Rapamycin, Acarbose, and Phenylbutyrate Combination Slows Cognitive Decline in Mice
You might recall that researchers recently reported that the combination of rapamycin, acarbose, and phenylbutyrate appear to meaningfully improve physical function in old mice. Here, the same team reports on the efforts of this intervention on cognitive function in mice. Individually, these treatments, applied over the long term, are all shown to slow aging to some degree in mice. It remains to be seen whether combination treatments of this sort, upregulation of cellular stress responses, mimicking aspects of the cellular response to exercise and calorie restriction, will be as useful in humans. It is the case that life span is not greatly affected by this type of strategy in long-lived mammals, only in short-lived mammals do adjustments to metabolism mimicking calorie restriction produce sizable life extension.
Aging is a primary risk factor for cognitive dysfunction and exacerbates multiple biological processes in the brain, including but not limited to nutrient sensing dysregulation, insulin sensing dysfunction and histone deacetylation. Therefore, pharmaceutical intervention of aging targeting several distinct but overlapping pathways provides a basis for testing combinations of drugs as a cocktail. A recent study showed that middle-aged mice treated with a drug cocktail of rapamycin, acarbose, and phenylbutyrate for three months had increased resilience to age related cognitive decline. This finding provided the rationale to investigate the comprehensive transcriptomic and molecular changes within the brain of mice that received this cocktail treatment or control substance.

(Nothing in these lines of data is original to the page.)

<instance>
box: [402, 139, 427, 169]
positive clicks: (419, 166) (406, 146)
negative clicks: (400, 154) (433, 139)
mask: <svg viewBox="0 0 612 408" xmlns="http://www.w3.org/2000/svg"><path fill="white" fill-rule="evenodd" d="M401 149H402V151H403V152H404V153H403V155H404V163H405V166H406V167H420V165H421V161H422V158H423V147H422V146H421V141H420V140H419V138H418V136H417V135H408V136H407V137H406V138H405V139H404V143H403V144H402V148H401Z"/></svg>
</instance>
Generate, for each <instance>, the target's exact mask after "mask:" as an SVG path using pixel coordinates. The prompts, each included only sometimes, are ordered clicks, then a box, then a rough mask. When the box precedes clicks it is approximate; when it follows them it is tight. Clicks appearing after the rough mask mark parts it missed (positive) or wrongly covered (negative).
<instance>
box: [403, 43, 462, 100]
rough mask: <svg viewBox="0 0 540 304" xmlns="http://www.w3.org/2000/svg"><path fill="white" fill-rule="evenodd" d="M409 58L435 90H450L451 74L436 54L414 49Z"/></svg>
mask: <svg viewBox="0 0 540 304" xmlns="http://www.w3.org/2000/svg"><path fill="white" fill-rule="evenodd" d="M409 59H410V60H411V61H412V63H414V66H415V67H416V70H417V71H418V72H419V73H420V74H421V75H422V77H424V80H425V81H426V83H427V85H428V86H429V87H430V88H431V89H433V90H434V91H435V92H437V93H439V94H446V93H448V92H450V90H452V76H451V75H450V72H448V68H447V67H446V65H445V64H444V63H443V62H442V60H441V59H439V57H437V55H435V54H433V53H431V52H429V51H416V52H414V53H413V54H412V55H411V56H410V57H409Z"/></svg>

Transcriptome profiles were generated through RNA sequencing and pathway analysis was performed by gene set enrichment analysis to evaluate the overall RNA message effect of the drug cocktail. Molecular endpoints representing aging pathways were measured through immunohistochemistry to further validate the attenuation of brain aging in the hippocampus of mice that received the cocktail treatment, each individual drug or controls. Results indicated that biological processes that enhance aging were suppressed, while autophagy was increased in the brains of mice given the drug cocktail. The molecular endpoint assessments indicated that treatment with the drug cocktail was overall more effective than any of the individual drugs for relieving cognitive impairment by targeting multiple aging pathways.